De haber sido por mi impotencia y locura - si es que ese era el nombre más apto -, me hubiera quedado en casa y habría acabado explotando tal y como una simple palomita de maíz. Tanto estrés, críticas y constestaciones reprimidas, ira y gritos encerrados en mi garganta me iban a acabar calentando hasta el punto de explotar y romper mi coraza para así dejar al descubierto la única parte real que podía llegar a mostrar de mí: la débil, muy suspicaz y blanda.
La gente de alrededor que formaba mi día a día (mi familia) sabían aprovecharse de esa mayoritaria parte de mi personalidad y me devoraban con la misma serenidad y tranquilidad que, de nuevo, a una palomita. Y, aparentemente, no les hacía sentir malos o deplorables, que es lo que yo consideraría oportuno; sino que, de hecho, parecían disfrutarlo.
Añadían el condimento que iba acorde con la personalidad de cada uno antes de dejarme por los suelos: Mi hermano mayor me caramelizaba al escaldarme con sus dulces pero dolorosamente sórdidas palabras, a parte de sonar tan honestas que aún me hacían sentir culpable sin tener porqué.

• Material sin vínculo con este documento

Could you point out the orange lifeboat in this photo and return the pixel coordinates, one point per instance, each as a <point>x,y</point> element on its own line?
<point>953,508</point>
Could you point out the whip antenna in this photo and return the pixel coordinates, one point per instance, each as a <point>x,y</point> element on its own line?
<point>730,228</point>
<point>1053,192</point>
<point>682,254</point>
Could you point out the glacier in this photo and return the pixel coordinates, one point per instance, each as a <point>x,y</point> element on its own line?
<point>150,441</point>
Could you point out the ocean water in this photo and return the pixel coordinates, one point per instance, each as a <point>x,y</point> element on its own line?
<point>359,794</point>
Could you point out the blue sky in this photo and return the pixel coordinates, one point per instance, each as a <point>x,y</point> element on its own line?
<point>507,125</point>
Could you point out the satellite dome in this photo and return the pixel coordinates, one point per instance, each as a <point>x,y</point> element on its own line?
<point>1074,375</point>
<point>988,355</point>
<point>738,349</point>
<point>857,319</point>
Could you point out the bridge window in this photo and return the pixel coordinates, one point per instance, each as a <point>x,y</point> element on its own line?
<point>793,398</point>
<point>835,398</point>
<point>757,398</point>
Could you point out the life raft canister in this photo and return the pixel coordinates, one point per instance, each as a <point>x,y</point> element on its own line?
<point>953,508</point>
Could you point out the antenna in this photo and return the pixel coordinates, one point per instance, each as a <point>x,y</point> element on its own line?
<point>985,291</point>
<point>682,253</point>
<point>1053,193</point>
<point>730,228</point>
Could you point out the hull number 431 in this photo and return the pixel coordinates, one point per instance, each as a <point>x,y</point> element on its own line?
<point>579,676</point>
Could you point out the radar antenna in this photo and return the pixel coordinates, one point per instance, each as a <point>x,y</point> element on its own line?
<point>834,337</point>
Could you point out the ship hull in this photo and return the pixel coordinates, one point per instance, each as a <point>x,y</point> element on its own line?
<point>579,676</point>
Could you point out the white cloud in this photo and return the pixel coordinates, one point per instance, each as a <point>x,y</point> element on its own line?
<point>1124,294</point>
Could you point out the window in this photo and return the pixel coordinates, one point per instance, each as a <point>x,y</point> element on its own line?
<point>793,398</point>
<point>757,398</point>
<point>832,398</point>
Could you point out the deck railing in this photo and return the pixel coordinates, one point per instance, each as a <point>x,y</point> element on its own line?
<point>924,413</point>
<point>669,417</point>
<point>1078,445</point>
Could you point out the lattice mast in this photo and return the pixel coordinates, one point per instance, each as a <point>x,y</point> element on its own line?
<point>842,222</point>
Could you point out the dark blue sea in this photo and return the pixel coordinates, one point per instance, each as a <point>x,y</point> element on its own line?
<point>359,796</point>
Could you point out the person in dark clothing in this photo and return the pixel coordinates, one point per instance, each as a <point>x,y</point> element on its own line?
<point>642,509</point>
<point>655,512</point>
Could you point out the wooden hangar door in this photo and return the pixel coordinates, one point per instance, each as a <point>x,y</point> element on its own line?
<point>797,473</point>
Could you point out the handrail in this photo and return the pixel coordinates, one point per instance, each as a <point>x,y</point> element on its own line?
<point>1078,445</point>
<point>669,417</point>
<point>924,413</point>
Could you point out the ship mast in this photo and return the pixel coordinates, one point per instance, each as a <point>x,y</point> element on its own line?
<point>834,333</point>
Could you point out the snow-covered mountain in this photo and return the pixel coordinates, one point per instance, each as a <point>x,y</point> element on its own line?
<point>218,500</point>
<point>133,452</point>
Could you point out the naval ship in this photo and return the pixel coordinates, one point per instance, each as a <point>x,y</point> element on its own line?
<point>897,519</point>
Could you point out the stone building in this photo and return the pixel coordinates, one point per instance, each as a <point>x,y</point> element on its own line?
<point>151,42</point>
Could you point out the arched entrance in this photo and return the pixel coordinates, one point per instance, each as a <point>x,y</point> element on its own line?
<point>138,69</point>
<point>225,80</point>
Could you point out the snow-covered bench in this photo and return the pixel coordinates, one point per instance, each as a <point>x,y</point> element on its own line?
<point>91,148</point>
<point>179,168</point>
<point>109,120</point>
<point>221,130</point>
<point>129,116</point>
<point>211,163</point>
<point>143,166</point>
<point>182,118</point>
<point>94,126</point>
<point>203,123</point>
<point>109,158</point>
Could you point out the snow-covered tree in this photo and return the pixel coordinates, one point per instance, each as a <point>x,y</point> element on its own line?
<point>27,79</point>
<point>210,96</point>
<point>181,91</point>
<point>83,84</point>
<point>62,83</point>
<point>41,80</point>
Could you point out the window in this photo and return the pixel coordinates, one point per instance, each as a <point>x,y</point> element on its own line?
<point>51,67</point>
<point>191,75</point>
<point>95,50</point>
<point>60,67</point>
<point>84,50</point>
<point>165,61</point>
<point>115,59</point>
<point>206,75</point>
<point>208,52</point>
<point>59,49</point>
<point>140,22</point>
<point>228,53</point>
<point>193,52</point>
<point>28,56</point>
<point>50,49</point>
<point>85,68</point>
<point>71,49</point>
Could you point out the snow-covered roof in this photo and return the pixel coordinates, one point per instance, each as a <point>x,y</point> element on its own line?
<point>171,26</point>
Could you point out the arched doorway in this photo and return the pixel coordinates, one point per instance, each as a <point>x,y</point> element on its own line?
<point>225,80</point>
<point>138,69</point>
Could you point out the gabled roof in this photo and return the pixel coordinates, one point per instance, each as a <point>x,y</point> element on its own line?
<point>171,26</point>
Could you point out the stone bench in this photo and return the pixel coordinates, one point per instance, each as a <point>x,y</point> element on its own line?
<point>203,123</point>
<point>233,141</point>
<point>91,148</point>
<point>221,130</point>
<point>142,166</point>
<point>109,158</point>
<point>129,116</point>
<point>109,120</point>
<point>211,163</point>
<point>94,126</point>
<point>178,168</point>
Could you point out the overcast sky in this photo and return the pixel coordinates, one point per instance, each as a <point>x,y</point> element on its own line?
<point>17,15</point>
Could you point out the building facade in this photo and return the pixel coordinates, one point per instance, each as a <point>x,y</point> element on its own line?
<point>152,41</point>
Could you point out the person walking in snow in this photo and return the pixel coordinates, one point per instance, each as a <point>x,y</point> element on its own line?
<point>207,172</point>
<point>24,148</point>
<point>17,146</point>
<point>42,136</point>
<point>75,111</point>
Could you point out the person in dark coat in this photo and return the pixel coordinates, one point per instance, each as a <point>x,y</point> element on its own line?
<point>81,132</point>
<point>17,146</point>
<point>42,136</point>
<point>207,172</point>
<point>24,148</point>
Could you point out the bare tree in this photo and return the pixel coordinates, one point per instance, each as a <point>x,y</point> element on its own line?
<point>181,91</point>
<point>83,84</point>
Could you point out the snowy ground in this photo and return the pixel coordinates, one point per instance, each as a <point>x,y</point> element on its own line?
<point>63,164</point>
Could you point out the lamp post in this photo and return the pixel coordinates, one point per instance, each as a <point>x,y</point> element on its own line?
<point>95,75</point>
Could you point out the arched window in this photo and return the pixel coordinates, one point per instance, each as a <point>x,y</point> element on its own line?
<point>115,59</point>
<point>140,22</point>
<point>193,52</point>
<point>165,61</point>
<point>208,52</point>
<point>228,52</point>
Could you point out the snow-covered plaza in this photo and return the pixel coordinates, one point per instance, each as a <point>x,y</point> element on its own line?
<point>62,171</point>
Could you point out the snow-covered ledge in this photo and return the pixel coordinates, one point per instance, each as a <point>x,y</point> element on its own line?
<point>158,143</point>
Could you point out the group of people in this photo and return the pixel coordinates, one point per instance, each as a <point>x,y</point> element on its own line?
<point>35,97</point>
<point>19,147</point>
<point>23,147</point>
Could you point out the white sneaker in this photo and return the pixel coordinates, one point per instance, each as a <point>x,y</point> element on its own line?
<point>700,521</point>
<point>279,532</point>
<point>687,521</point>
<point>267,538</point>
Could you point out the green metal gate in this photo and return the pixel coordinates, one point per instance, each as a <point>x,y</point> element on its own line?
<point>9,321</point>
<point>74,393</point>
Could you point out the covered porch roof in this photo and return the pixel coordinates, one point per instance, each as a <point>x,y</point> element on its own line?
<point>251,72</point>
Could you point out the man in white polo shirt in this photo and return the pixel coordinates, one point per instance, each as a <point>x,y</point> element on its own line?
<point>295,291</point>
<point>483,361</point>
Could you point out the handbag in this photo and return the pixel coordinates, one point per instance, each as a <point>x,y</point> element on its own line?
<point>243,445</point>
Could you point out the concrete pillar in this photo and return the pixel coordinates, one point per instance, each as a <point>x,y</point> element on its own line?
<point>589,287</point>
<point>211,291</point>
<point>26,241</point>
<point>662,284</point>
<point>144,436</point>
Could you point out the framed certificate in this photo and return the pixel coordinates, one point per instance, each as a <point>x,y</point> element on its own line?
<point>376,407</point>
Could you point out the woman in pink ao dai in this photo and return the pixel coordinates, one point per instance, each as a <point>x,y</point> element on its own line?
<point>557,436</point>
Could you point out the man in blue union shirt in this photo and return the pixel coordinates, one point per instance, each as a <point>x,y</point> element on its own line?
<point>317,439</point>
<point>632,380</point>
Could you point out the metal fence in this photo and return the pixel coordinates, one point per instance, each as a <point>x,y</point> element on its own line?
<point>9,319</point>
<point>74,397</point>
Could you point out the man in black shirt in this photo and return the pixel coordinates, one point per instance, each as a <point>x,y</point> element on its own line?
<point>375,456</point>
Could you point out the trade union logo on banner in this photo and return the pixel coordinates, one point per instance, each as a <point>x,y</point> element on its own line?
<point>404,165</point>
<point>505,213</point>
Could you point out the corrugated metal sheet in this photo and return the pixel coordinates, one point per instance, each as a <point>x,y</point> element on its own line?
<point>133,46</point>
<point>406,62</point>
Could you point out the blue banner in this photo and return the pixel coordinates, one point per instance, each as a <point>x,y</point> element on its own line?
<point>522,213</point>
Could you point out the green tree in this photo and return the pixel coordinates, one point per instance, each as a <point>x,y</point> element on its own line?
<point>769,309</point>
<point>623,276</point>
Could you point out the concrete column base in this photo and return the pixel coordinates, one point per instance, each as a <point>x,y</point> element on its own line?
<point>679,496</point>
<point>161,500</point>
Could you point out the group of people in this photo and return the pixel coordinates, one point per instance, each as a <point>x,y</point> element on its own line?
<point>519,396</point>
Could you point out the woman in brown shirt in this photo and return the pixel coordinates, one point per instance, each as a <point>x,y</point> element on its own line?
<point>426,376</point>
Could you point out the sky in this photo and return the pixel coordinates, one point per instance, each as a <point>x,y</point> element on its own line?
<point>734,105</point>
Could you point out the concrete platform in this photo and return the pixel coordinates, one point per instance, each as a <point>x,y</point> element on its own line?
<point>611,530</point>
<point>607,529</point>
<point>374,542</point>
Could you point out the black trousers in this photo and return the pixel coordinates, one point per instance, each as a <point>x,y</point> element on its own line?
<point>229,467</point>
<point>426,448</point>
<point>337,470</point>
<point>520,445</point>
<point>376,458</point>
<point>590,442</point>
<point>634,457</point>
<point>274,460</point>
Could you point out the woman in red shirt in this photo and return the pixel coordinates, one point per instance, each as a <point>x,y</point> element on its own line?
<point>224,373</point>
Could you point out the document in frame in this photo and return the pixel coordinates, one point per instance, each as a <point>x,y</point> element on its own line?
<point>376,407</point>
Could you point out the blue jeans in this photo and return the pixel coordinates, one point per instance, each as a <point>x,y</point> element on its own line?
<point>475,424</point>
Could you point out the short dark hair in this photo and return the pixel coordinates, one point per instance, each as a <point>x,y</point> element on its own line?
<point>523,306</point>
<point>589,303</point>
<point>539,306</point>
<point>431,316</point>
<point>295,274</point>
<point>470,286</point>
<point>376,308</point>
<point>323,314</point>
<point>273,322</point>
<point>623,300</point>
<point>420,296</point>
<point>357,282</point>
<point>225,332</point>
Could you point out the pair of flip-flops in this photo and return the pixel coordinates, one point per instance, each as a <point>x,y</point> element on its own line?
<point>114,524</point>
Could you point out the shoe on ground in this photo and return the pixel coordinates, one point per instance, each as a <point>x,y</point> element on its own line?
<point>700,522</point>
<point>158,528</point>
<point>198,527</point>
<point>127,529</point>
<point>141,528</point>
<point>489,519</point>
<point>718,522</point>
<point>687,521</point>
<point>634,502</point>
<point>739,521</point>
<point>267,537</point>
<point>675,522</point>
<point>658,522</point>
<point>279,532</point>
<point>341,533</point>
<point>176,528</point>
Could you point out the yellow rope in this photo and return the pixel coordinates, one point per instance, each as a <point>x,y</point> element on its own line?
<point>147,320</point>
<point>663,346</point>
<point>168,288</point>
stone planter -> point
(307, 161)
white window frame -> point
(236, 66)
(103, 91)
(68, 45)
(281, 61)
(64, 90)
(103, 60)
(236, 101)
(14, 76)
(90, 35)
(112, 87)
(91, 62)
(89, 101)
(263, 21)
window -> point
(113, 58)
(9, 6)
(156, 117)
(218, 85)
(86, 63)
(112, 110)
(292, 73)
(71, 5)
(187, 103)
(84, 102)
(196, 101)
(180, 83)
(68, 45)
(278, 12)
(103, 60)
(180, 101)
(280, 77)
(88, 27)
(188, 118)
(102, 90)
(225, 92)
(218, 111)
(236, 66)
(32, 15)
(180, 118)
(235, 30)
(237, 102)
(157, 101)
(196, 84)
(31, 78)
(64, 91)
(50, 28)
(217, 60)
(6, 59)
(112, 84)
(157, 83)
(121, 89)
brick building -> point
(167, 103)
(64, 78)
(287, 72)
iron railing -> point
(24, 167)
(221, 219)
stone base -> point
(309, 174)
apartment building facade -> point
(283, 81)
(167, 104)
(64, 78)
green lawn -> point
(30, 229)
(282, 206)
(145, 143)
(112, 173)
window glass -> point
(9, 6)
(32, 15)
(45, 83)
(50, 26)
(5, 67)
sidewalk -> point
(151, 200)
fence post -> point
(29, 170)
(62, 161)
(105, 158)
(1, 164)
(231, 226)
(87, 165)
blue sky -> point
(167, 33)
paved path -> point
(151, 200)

Mi padre me dejaba en un frío suelo untado con mantequilla haciéndome resbalar y caer por culpa de sus tan bien formados argumentos, negaciones y críticas sobre mi personalidad, sin yo saber qué responder. Mi madre, recta y ruda, me saturaba con sal cuandos sus crudas, directas y saladas palabras me hacían infravalorarme de sopetón, y me dejaban el miedo de que, dijese lo que dijese, me menospreciaría y gritaría aún más de lo que ya podía hacerlo.
No, no les odiaba, pero sí sentía rabia e impotencia al no tener ni el más ínfimo valor de mirarles a los ojos; tampoco el coraje para justificarme y defenderme aún habiendo tenido siempre la razón y estando abstento de cualquier tipo de culpa.
Era manipulable y blando, y eso se había convertido en un hecho.